“Alone” – Mean Mary

4 stars (out of 5)

0

Mean Mary (Mary James) is a renowned multi-instrumentalist and banjo virtuoso, but that only scratches the surface of her talent. She’s also an accomplished songwriter, working on her own and with her mother Jean James (who co-wrote half of the songs on the album). “Alone” is Mean Mary (spoiler alert, I‘ve met her and she’s not really mean at all) actually alone with her banjo, guitar and banjitar, which is exactly what you think it is. The title works on several different levels; it’s a solo performance, but it’s also about the loneliness everyone has been experiencing in recent months and the loneliness of the hard life of a touring musician. Before you get the impression “Alone” is a gloomfest, it has its lighter moments, musically and lyrically.

Mary’s sense of fun shines through in a couple of adaptations of traditional tunes. The blues “Nine Pound Hammer” is updated to “Nine Pound Banjo” while “Little Cindy” gives Cindy a bit of a flirtatious edge as the banjo playing edges into jazz territory. The call and response of the gospel-flavoured “What About Today?” is subverted by a calypso-inflected banjo part that again adds a sense of fun to the song.
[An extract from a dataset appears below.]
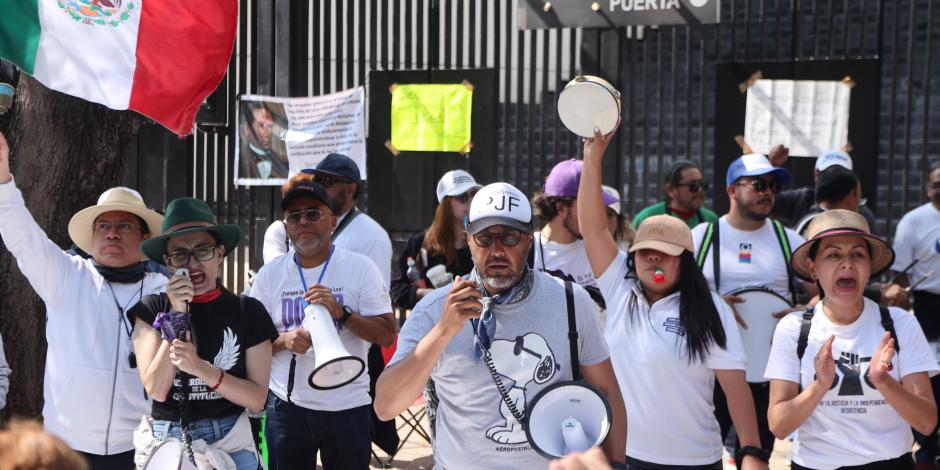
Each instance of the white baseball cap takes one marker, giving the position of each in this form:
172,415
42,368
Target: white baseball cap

Of the more serious songs, “Big Tour Bus” is a look into the totally unglamorous world of a solo touring artist on the road; it’s a bleak and harrowing story that raises the question of why anyone would show such dedication. It’s powerful stuff. The last two songs on the album move away from the humour, nostalgia and road-weariness that dominate the album. “Breathless” is Mary’s take on the Bonnie and Clyde narrative, with the two messages that the wrong turning is all too easy to take and that the end isn’t glamorous at all. “We Never Hear the Song” is a banjo-accompanied anthem to the environment, hinting at the greater purpose behind all of it; the musical arrangement whose complexity we can never comprehend.

The variety of styles across the album’s songs is breath-taking as Mary demonstrates her songwriting versatility and virtuoso picking. There’s gritty realism, unsentimental nostalgia, compelling storytelling and humour in abundance. It’s hard to believe at end of ten songs that the only ingredients are one voice and a couple of instruments.

“Alone” is out now on Woodrock Records.